«Porno-Studie», «Kolbe-Spritze» und ungehemmte Dopingforschung mit Steuergeldern: Um die Chancengleichheit und Konkurrenzfähigkeit mit dem übermächtigen Ostblock-Sport zu sichern, hat es laut einer groß angelegten Studie auch in der Bundesrepublik vor allem in den 70er und 80er Jahren «staatlich subventionierte Dopingforschung» gegeben. Für Medaillen und Siege tat man (fast) alles – nur Frauen und Minderjährige waren im «systemischen Doping» tabu. Der Staat gab Geld und ließ die Forscher machen.

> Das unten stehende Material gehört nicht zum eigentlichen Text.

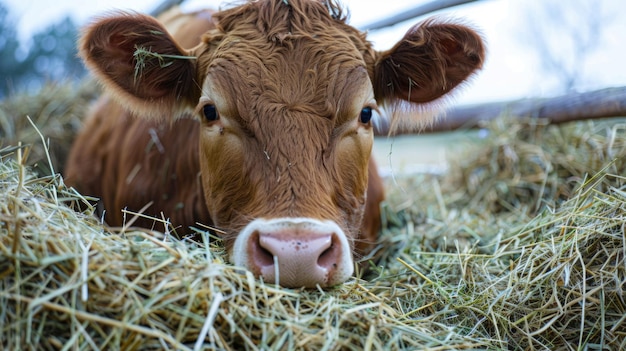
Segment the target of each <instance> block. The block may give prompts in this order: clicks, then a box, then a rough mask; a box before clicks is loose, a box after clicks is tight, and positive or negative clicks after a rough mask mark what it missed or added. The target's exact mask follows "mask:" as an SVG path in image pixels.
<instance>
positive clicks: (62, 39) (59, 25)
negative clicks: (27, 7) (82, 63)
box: [0, 3, 85, 98]
mask: <svg viewBox="0 0 626 351" xmlns="http://www.w3.org/2000/svg"><path fill="white" fill-rule="evenodd" d="M15 24H16V21H15V20H14V19H13V18H12V17H11V14H10V12H9V10H8V8H7V7H6V5H4V4H3V3H0V52H1V53H2V54H1V55H0V98H4V97H6V96H8V95H10V94H11V93H17V92H24V91H33V90H35V89H38V88H40V87H41V86H42V85H43V84H44V83H46V82H51V81H59V80H70V79H72V78H75V79H77V78H81V77H82V76H84V74H85V69H84V68H83V66H82V63H81V62H80V60H79V59H78V57H77V55H76V54H77V52H76V38H77V36H78V29H77V27H76V24H75V23H74V22H73V21H72V19H70V18H69V17H65V18H64V19H62V20H60V21H58V22H56V23H53V24H51V25H50V26H48V27H47V28H45V29H43V30H41V31H40V32H38V33H36V34H35V35H34V36H33V37H32V39H31V42H30V43H20V41H19V39H18V37H17V31H16V30H15V27H16V26H15Z"/></svg>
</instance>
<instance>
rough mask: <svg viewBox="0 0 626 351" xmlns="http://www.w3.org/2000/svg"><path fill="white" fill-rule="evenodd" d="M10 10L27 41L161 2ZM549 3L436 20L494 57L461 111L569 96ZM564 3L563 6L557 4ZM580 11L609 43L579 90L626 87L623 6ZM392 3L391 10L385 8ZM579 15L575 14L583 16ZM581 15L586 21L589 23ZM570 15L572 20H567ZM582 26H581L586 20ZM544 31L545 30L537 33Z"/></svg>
mask: <svg viewBox="0 0 626 351" xmlns="http://www.w3.org/2000/svg"><path fill="white" fill-rule="evenodd" d="M0 1H3V2H4V3H5V4H6V5H8V7H9V9H10V13H11V16H13V18H14V19H16V20H17V23H18V28H17V30H18V33H19V34H18V35H19V36H20V38H21V39H23V40H27V38H28V37H29V36H30V35H32V34H34V33H36V32H37V31H39V30H42V29H43V28H45V27H46V26H47V25H50V24H52V23H54V22H56V21H58V20H60V19H61V18H62V17H64V16H67V15H69V16H71V17H72V18H73V19H74V20H75V22H76V23H78V24H79V25H82V24H85V23H88V21H89V20H90V18H92V17H93V16H97V15H101V14H103V13H106V12H107V11H111V10H114V9H126V10H134V11H139V12H149V11H150V10H152V9H153V8H154V7H156V6H157V5H158V4H159V3H160V2H161V1H160V0H132V1H131V0H107V1H97V0H96V1H93V0H55V1H54V6H50V1H49V0H0ZM428 1H430V0H385V1H380V0H341V2H342V3H343V4H344V5H345V6H346V7H348V9H349V10H350V14H351V16H350V23H351V24H352V25H354V26H355V27H358V28H360V27H363V26H364V25H365V24H367V23H371V22H373V21H375V20H378V19H380V18H385V17H388V16H391V15H394V14H396V13H399V12H401V11H403V10H405V9H408V8H412V7H415V6H417V5H419V4H421V3H425V2H428ZM545 1H546V0H481V1H477V2H474V3H471V4H467V5H462V6H459V7H456V8H451V9H447V10H444V11H441V12H440V13H436V14H435V15H440V16H444V17H447V18H455V19H462V21H463V22H464V23H467V24H470V25H472V26H473V27H474V28H477V29H478V30H479V31H480V32H481V34H482V35H483V37H484V38H485V40H486V42H487V47H488V56H487V61H486V63H485V66H484V69H483V70H482V71H481V72H480V73H479V74H478V75H477V76H476V77H475V78H474V79H473V81H472V82H471V83H470V84H468V85H466V86H465V87H464V88H463V89H462V90H461V91H460V92H458V93H457V94H456V95H455V99H454V103H455V104H474V103H481V102H490V101H501V100H513V99H520V98H528V97H546V96H553V95H558V94H560V93H562V92H563V90H562V87H561V86H560V85H559V81H558V80H557V79H555V78H554V76H553V75H552V74H551V72H549V71H548V72H546V71H544V70H542V69H541V67H542V59H541V58H540V57H539V56H538V55H536V54H535V52H536V51H535V50H536V49H535V47H534V46H533V45H534V44H536V42H537V41H538V38H537V36H542V37H543V36H550V35H552V36H557V35H559V31H558V28H557V27H558V26H551V22H556V21H553V19H551V18H547V19H546V20H545V21H542V20H541V18H540V16H538V15H537V16H535V14H536V13H538V12H533V11H537V9H538V8H540V7H539V6H540V4H542V2H545ZM552 1H553V2H554V1H555V0H552ZM556 1H557V2H559V1H561V0H556ZM581 1H582V2H588V3H590V4H593V7H592V8H590V9H585V8H583V7H582V6H580V9H579V8H578V7H579V6H578V5H577V4H578V3H580V2H581ZM222 3H224V1H223V0H204V1H200V0H188V1H186V2H185V3H184V5H183V7H184V8H187V9H195V8H200V7H212V8H217V7H219V6H220V4H222ZM563 3H568V4H571V5H572V7H576V10H580V11H581V13H585V12H584V11H592V12H596V11H597V12H598V13H600V12H601V13H602V18H603V22H602V31H601V33H602V36H601V37H599V38H595V42H596V43H597V45H596V47H595V48H593V50H591V49H590V50H588V51H587V52H586V53H585V54H584V55H582V56H584V58H585V60H584V61H583V63H582V64H580V72H581V77H582V79H581V81H580V84H578V86H577V87H576V88H577V90H579V91H587V90H595V89H601V88H604V87H610V86H626V65H625V64H624V62H625V61H626V60H625V59H626V46H624V45H623V40H624V37H625V36H626V21H623V19H622V18H619V17H618V15H617V14H619V13H626V2H624V1H623V0H596V1H593V0H591V1H589V0H568V2H563ZM381 4H384V5H381ZM575 12H576V11H574V13H575ZM587 14H589V12H587V13H585V15H583V16H581V15H580V14H576V13H575V14H574V15H573V16H576V15H577V16H579V17H580V18H582V20H584V18H585V17H584V16H586V15H587ZM561 15H563V16H565V15H564V14H561ZM422 19H423V18H419V19H415V20H412V21H407V22H405V23H401V24H398V25H396V26H393V27H390V28H387V29H383V30H377V31H371V32H370V33H369V38H370V40H372V41H373V42H374V45H375V47H376V48H377V49H379V50H384V49H388V48H389V47H391V46H393V44H395V42H396V41H398V40H399V39H400V38H402V36H403V34H404V33H405V32H406V30H408V29H409V28H410V27H411V26H412V25H413V24H415V23H417V22H418V21H420V20H422ZM580 20H581V19H579V21H580ZM537 28H539V30H536V29H537ZM553 43H556V44H553V45H563V47H558V48H557V52H560V53H562V54H563V55H564V56H566V57H578V56H581V55H577V54H576V53H575V52H574V53H570V48H569V47H568V46H567V45H566V40H559V38H558V37H555V38H553Z"/></svg>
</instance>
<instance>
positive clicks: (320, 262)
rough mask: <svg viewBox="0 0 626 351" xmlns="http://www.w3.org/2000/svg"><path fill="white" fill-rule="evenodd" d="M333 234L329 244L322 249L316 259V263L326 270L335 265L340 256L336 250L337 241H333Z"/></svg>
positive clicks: (337, 250)
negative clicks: (321, 252) (324, 248)
mask: <svg viewBox="0 0 626 351" xmlns="http://www.w3.org/2000/svg"><path fill="white" fill-rule="evenodd" d="M335 240H336V239H335V236H334V235H333V237H332V241H331V243H330V246H329V247H328V248H327V249H326V250H324V252H322V253H321V254H320V256H319V258H318V259H317V265H318V266H320V267H323V268H326V269H328V270H331V269H333V268H336V267H337V260H338V259H339V258H340V257H339V256H340V255H341V253H340V252H338V250H339V248H338V247H337V243H335Z"/></svg>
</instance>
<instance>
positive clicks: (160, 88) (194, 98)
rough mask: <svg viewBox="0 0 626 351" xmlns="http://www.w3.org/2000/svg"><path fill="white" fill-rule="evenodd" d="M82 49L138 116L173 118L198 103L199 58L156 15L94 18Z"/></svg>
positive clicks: (84, 39)
mask: <svg viewBox="0 0 626 351" xmlns="http://www.w3.org/2000/svg"><path fill="white" fill-rule="evenodd" d="M79 51H80V56H81V57H82V58H83V60H84V61H85V64H86V65H87V67H88V68H89V69H90V70H91V71H92V72H93V73H94V74H95V75H96V76H97V77H98V78H99V80H100V81H101V82H102V83H103V85H104V88H105V90H106V91H108V92H109V93H112V94H113V95H115V96H116V97H117V98H118V101H120V102H122V104H123V105H124V107H126V108H128V109H130V110H131V111H133V112H135V113H136V114H138V115H141V116H147V117H148V116H149V117H152V118H154V117H156V118H161V119H169V118H171V116H173V115H174V114H175V113H177V112H178V111H180V110H184V109H185V108H187V107H192V106H194V105H195V104H196V102H197V101H198V96H197V95H198V94H199V92H198V91H197V90H198V89H197V85H196V84H195V83H194V79H195V62H194V60H195V58H194V57H192V56H190V55H189V53H187V52H186V51H185V50H184V49H182V48H180V47H179V46H178V45H177V44H176V42H175V41H174V39H173V38H172V37H171V36H170V35H169V34H168V33H167V31H166V30H165V28H164V27H163V26H162V25H161V24H160V23H159V22H158V21H157V20H156V19H154V18H152V17H149V16H145V15H140V14H128V13H120V14H117V15H114V16H112V17H107V18H103V19H101V20H99V21H96V22H95V23H94V24H92V25H90V26H89V27H87V28H86V30H85V31H84V34H83V35H82V37H81V39H80V43H79Z"/></svg>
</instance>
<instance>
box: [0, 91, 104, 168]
mask: <svg viewBox="0 0 626 351" xmlns="http://www.w3.org/2000/svg"><path fill="white" fill-rule="evenodd" d="M99 91H100V89H99V88H98V85H97V84H95V82H93V81H91V80H85V81H84V82H83V83H82V84H80V85H78V86H77V85H76V84H69V83H65V84H64V83H49V84H46V85H45V86H44V87H43V88H42V89H41V90H40V91H38V92H37V93H36V94H28V93H20V94H16V95H13V96H10V97H8V98H6V99H5V100H2V101H0V148H3V147H8V146H16V145H18V143H21V144H22V145H26V146H30V147H31V155H30V157H29V158H28V162H29V165H31V166H33V169H34V170H35V171H36V172H37V173H38V174H40V175H43V174H50V173H51V172H50V163H49V161H48V157H49V158H50V161H51V162H52V167H54V170H55V171H56V172H58V173H62V171H63V167H64V165H65V160H66V159H67V156H68V154H69V150H70V147H71V145H72V142H73V141H74V137H75V136H76V134H77V132H78V130H79V129H80V127H81V124H82V118H83V117H84V116H85V115H86V111H87V110H88V109H89V106H90V104H91V103H92V101H93V100H94V99H95V98H96V97H97V96H98V94H99ZM29 118H30V119H31V120H32V124H31V122H29V120H28V119H29ZM33 125H34V126H33ZM39 132H41V134H42V135H43V136H44V138H45V140H46V144H47V145H46V147H47V149H48V153H46V150H45V148H44V146H43V143H42V142H41V136H40V135H39Z"/></svg>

«Wir können mit Dokumenten belegen, dass an strategischen Planungen im Forschungsbereich auch Vertreter der Sportabteilung des BMI teilgenommen haben», sagte Professor Giselher Spitzer von der Berliner Humboldt-Universität am Montag in einem Gespräch mit der Nachrichtenagentur dpa. Zuvor hatten die Projektleiter Spitzer und Michael Krüger(Münster) den zweiten Zwischenbericht zur Studie «Doping in Deutschland» vorgestellt.
500 Seiten belastendes Material
Die Studie stützt sich auf zahlreiche Archivdokumente und Aussagen von Zeitzeugen. Das 500-seitige Dokument soll laut Spitzer bis Mitte November in einer Druckfassung vorliegen und dann auch im Internet (www.bisp.de) verfügbar sein.
Das 1970 gegründete Bundesinstitut für Sportwissenschaft (BISp), das die aktuelle Studie koordiniert, begleitet und finanziert, habe damals die «Forschungen mit Anabolika, Testosteron und anderen für Dopingzwecke geeigneten Substanzen» koordiniert, stellte Spitzer fest, der sich speziell mit dem «Doping-Phänomen» in der Bundesrepublik zwischen 1972 und 1990 beschäftigt hat.
Bekannte Gesundheitsschäden
«Das für uns als Forschungsgruppe Erschütterndste war, dass man in der Anfangsphase der Anabolika-Forschung die Gesundheitsschäden für den Mann zweifelsfrei festgestellt hat», erklärte der Professor. Die Forschungsergebnisse seien aber «vom Sport nicht aufgegriffen und kommuniziert worden, weil damit die leistungssteigernde Rolle der Anabolika vorbei gewesen wäre».
So habe es mit Wissen des Innenministeriums (BMI) Mitte der 80er Jahre eine «multizentrische Testosteron-Studie» von vier sportwissenschaftlichen Forschungs-Instituten gegeben, stellte Spitzer fest. Entgegen der offiziellen Sprachregelung müsse dies als «Dopingforschung» bezeichnet werden, denn sie «widersprach forschungsethischen Grundsätzen».
Hohe Dosierungen
Ziel war eindeutig die Leistungssteigerung, «es wurde auch mit relativ hohen Dosierungen gearbeitet», sagte Projektleiter Spitzer, der die Testosteron-Forschung als «Geldverschleuderung» bezeichnete und ein weiteres gravierendes Problem benannte: «Die Mediziner haben falsche Informationen an die Nicht-Mediziner gegeben.»
«Der Staat schwieg lange zu den steuermittelfinanzierten Studien», betonte Spitzer, «besonders das mit Auswertung von Forschungen und Informationsverbreitung beauftragte BISp». Das galt auch für die sogenannte «Porno-Studie»: Von 1973 an wurde daran geforscht, wie sich psychosexuelle Reize auf Leistungssportler – vor und nach der Anabolika-Einnahme – auswirken.
Unrühmlicher Höhepunkt
Einen unrühmlichen Höhepunkt erreichte das «Doping-Phänomen» 1976 vor und bei den Olympischen Spielen in Montreal: Insgesamt 1200 Spritzen mit den Medikamenten Berolase und Thioctacid sollen bei westdeutschen Schwimmern, Leichtathleten und Bahnradfahrern zur Leistungssteigerung gesetzt worden sein.
«Das waren ganz klar Dopingmittel, auch wenn sie damals noch auf keiner Verbotsliste standen», betonte Professor Spitzer. Dem Ruder-Weltmeister Peter-Michael Kolbe hat die Spritz-Kur vor dem Finale nicht geholfen: Der Hamburger Skuller holte damals «nur» Olympia-Silber.